Markets are going to react to what’s not priced in – and analysis of what is currently priced in, doesn’t add up. So warned Bridgewater’s chief investment strategist Rebecca Patterson, speaking at FIS in Maastricht.
Markets are discounting that the Federal Reserve starts easing interest rates next year. But markets have not begun discounting that earnings, and earnings expectations, are expected to decline, and if Central Banks are serious about taming inflation, they will destroy demand which will feed into earning expectations. “In aggregate, and at a high level, equity markets would be up this year if we took out the impact of the discount rate,” she said.
Patterson told FIS delegates that Bridgewater’s views on inflation have evolved. Strategists at the world’s biggest hedge fund, which runs a celebrated pure alpha and all-weather strategy, now believe that although inflation will remain “sticky” and will be slow to fall, a more pressing challenge for investors looms in slow growth. Signposting a meaningful contraction ahead, she said slower growth than expected, combined with high inflation, raises the spectre of stagflation.
Almost every asset class will be impacted by central bank tightening in a process that is already starting to appear. The impact is becoming visible in the housing market, and it is increasingly apparent in consumer and business confidence. She said that data suggests the US will likely face a 2 per cent contraction next year, with Europe’s economy shrinking more. “We see a lot of downside risk on growth,” she reiterated.
The difficult economic backdrop is leading to the appearance of economic stimulus in some jurisdictions like Germany and California. But the travails of the United Kingdom’s ex-Prime Minster Truss underscore the challenge of introducing fiscal stimulus in the current climate. “She thought the best way to help the UK was to cap energy and give subsidies to business,” said Patterson. “But she did it with high debt levels and while the BofE was trying to get inflation under control. With fiscal stimulus, monetary tightening, and high debt levels, it was no surprise that bond yields shot up.”
Europe faces slow growth and real incomes being hard hit; meanwhile companies are experiencing rising costs caused by high inflation and slower growth.

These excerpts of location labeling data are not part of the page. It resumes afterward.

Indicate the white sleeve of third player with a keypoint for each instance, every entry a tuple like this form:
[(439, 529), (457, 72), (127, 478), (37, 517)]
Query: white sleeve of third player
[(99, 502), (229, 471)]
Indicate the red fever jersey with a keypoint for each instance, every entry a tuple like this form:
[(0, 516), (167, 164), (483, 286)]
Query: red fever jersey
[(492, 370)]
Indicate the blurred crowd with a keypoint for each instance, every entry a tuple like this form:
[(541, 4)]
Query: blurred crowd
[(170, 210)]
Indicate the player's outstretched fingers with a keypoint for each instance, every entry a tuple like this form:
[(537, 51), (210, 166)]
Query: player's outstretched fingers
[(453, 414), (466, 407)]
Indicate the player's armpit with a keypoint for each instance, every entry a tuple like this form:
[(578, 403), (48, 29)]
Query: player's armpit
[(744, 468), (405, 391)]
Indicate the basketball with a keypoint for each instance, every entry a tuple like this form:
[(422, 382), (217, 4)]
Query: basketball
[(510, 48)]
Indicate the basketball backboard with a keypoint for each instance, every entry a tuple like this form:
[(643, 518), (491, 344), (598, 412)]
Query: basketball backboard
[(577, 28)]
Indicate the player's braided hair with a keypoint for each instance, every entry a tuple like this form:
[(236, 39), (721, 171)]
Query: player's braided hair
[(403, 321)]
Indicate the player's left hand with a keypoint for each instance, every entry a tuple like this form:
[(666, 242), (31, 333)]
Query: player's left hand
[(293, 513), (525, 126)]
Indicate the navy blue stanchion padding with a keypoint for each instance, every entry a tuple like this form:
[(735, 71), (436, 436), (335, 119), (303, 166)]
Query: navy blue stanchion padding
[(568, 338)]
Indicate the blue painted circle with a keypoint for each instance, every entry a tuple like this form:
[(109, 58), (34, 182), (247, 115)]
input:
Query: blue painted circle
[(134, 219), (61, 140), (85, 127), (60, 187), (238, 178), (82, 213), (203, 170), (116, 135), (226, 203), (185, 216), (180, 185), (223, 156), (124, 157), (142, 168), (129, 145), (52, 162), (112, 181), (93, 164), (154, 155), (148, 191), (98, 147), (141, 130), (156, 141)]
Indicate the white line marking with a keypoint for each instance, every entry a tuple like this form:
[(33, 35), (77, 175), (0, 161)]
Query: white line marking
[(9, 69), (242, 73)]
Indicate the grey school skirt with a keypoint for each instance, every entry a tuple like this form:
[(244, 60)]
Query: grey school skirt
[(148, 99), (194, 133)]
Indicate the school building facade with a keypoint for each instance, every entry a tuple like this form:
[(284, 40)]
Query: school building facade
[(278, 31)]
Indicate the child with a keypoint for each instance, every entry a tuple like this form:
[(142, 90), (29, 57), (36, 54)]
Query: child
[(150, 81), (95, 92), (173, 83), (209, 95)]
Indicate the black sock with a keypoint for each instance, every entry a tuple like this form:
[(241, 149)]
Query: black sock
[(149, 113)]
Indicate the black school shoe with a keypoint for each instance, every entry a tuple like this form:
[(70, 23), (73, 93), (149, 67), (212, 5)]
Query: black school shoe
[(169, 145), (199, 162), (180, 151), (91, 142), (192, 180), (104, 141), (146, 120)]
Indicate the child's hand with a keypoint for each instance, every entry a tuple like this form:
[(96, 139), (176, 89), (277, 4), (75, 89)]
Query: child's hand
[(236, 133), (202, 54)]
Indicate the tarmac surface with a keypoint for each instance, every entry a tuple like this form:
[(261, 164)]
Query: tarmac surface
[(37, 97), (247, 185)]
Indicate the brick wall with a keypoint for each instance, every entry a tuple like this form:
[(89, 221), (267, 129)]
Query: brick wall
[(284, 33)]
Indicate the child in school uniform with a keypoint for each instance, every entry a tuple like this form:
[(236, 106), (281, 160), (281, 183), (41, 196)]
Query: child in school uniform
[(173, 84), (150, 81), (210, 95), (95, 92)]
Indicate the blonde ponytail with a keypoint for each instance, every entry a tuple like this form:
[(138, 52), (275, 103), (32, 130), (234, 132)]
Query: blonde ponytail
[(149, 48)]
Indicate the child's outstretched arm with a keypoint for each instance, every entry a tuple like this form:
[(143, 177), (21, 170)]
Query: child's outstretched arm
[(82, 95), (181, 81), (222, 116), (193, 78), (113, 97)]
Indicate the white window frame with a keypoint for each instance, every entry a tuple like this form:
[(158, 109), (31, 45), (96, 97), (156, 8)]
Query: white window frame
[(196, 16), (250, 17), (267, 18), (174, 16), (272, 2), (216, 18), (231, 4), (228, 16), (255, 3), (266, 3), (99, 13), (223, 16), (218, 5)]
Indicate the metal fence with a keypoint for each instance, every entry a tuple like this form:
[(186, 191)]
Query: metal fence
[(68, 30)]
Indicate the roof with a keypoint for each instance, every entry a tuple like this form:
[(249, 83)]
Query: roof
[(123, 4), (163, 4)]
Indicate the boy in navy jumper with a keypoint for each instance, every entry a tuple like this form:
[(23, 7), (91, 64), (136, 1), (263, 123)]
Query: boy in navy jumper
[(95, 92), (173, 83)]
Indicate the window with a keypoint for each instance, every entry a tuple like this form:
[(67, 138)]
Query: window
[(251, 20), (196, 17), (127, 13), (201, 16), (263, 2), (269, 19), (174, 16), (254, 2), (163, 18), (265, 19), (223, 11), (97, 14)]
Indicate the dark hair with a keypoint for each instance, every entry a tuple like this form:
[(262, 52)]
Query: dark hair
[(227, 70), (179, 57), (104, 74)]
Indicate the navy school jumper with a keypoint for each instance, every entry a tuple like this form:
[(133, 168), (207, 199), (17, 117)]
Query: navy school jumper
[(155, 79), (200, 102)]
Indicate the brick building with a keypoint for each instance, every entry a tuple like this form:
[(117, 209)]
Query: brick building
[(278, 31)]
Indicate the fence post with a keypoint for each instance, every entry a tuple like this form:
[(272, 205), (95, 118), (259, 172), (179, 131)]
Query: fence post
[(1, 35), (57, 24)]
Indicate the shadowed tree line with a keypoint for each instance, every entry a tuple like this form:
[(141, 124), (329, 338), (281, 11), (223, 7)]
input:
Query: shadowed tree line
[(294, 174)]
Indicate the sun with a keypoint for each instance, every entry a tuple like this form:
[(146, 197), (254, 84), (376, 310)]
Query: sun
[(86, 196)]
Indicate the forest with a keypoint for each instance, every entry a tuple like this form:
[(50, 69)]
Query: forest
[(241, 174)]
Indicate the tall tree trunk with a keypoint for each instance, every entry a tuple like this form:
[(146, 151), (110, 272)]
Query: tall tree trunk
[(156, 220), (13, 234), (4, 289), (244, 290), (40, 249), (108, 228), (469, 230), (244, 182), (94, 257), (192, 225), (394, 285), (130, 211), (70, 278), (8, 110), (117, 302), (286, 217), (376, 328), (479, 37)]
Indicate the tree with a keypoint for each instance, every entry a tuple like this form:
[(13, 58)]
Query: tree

A potential policy misstep could include the ECB using asset purchases to buy Italian bonds to stop spreads widening between Italy and other, stronger, European sovereigns, she warned. “What if some countries don’t want to use [asset purchases] to bail out Italy?” she asked. “The ECB’s job is challenging because the downside to growth is larger than what markets discounting.”
Strategies that worked in the past no longer work. For example, equities and bonds have both performed in a low inflationary world where growth has been mostly positive. Investors have moved into private investments and got paid to take overweight US positions. Moreover, in the past when equities have fallen, Central Banks have stepped in by lowering interest rates and adding stimulus. “Equities turned quickly, even with slowing growth,” she said. Now however, as Central Banks target getting inflation back to between three and two per cent by raising rates, this won’t be possible.
Patterson said Chinese growth is being hit on a couple of fronts. Consumer confidence has been hit by the property crisis while enduring lockdowns are crimping the economy. Exports have been hit by the slowdown in Europe. Positively, she said China doesn’t have policy constraints and can put in place fiscal and monetary stimulus. Still, China remains stymied by the absence of demand. “The problem is that even if you create the availability of credit, you still need demand.” China is also battling longer term challenges like its demographics; productivity will also be impacted by China struggling to access the technology it needs, she predicted.
Investors will struggle to access beta in the current environment, meaning alpha becomes more important now than in years prior. This means country selection; manager selection and geographic diversification will become more important than before. Opportunity will come from looking below the hood, although she warned that Bridgewater remains cautious on European equities given the downside risk to growth is greater than what has been discounted. She said key factors to get capital flowing back into Europe depend on the war ending, and China reopening.
European equites may remain in the doldrums, but Bridgewater’s outlook for commodities is more positive. Many commodities have experienced under investment, particularly energy and metals. When demand picks up, supply may not be there, she warned. Moreover, the transition to a green economy will support commodity prices at the margins.
Patterson noted that inflation targeting by central banks has helped anchor expectations. Still, raising rates to tackle inflation will lead to people losing their jobs. “Raising rates isn’t easy,” she said. Moreover, when people start to lose jobs, Central Banks risk rate rises becoming politicised.
She noticed that foreign allocations to US assets are at the highest level since 1980s. Sure, investors may reduce their allocations to US assets when growth in other markets looks better, but she warned that just because another market looks cheap, it doesn’t make it attractive.